FXStreet (Delhi) – Kit Juckes, Research Analyst at Societe Generale, suggests that the recent US nonfarm payrolls data was strong enough to advocate September lift-off but the only caveat being whether the markets remain calm between now and September the 17th.

Key Quotes

“Friday’s US labour market data were strong enough to justify a September rate hike, but the possibility of a move hinges to a significant degree on whether markets are calm between now and the 17th.”

“There’s a risk of some short positions in commodity-sensitive and emerging market currencies but on the whole, we remain bullish of G3 vs the rest and within G3, more bullish of the dollar and the yen than we are of the Euro.”

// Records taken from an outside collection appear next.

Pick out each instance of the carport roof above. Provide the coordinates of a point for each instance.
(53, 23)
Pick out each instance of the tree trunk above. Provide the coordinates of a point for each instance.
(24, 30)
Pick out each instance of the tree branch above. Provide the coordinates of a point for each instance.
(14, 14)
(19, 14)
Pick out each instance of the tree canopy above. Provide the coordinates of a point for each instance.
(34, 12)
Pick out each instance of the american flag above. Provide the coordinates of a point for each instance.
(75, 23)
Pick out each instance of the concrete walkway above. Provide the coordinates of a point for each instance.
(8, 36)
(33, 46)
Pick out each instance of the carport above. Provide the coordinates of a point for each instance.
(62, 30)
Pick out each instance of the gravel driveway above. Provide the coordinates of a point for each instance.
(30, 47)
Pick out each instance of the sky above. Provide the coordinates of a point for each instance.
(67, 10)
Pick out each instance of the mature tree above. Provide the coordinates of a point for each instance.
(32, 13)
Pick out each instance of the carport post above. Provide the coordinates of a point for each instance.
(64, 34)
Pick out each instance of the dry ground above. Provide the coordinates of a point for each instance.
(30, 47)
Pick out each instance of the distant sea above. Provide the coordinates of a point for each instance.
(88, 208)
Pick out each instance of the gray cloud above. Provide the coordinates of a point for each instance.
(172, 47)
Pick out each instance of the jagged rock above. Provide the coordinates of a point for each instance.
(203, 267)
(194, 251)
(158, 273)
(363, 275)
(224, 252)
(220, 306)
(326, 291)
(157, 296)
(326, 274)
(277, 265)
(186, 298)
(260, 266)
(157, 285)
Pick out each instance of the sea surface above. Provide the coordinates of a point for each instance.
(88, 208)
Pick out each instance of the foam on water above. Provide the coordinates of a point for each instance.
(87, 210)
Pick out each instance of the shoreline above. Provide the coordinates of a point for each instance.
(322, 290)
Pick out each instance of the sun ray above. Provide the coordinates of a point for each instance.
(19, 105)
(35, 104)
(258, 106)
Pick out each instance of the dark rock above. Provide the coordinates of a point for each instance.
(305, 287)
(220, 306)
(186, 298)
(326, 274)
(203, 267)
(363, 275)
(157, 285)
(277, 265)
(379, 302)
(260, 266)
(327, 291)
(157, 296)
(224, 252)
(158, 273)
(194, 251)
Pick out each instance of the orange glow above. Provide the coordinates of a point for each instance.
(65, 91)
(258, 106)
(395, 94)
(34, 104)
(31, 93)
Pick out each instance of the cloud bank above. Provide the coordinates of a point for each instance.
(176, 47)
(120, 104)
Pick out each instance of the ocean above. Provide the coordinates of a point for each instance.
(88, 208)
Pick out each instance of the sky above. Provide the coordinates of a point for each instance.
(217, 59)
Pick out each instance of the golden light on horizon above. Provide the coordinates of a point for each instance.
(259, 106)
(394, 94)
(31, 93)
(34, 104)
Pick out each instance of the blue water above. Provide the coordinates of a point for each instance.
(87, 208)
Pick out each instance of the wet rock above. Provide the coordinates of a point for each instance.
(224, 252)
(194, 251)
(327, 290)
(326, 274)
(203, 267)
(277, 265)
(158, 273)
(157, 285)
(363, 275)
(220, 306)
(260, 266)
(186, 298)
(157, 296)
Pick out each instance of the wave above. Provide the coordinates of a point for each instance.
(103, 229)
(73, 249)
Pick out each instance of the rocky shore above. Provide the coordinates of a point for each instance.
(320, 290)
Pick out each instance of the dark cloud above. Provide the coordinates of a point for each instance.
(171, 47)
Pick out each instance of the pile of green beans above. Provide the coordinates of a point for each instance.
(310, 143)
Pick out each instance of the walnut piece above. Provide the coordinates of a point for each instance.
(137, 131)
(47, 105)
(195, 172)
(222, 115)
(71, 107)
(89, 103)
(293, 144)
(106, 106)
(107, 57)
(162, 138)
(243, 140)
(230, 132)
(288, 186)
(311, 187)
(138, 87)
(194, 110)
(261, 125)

“The US figures told a familiar story. Wage growth ticked up to 2.2%, 2.5% on a 6-month annualised basis. Employment growth remains at 2.1%, and if you add wage growth and employment growth together, subtracting the core personal consumption deflator, you get a solid 3.1% increase in real income, plenty to keep the US economy trundling along at a decent pace, but perhaps not enough to offset the effect on many commodities and commodity-exports, of the Chinese slowdown.”

Kit Juckes, Research Analyst at Societe Generale, suggests that the recent US nonfarm payrolls data was strong enough to advocate September lift-off but the only caveat being whether the markets remain calm between now and September the 17th.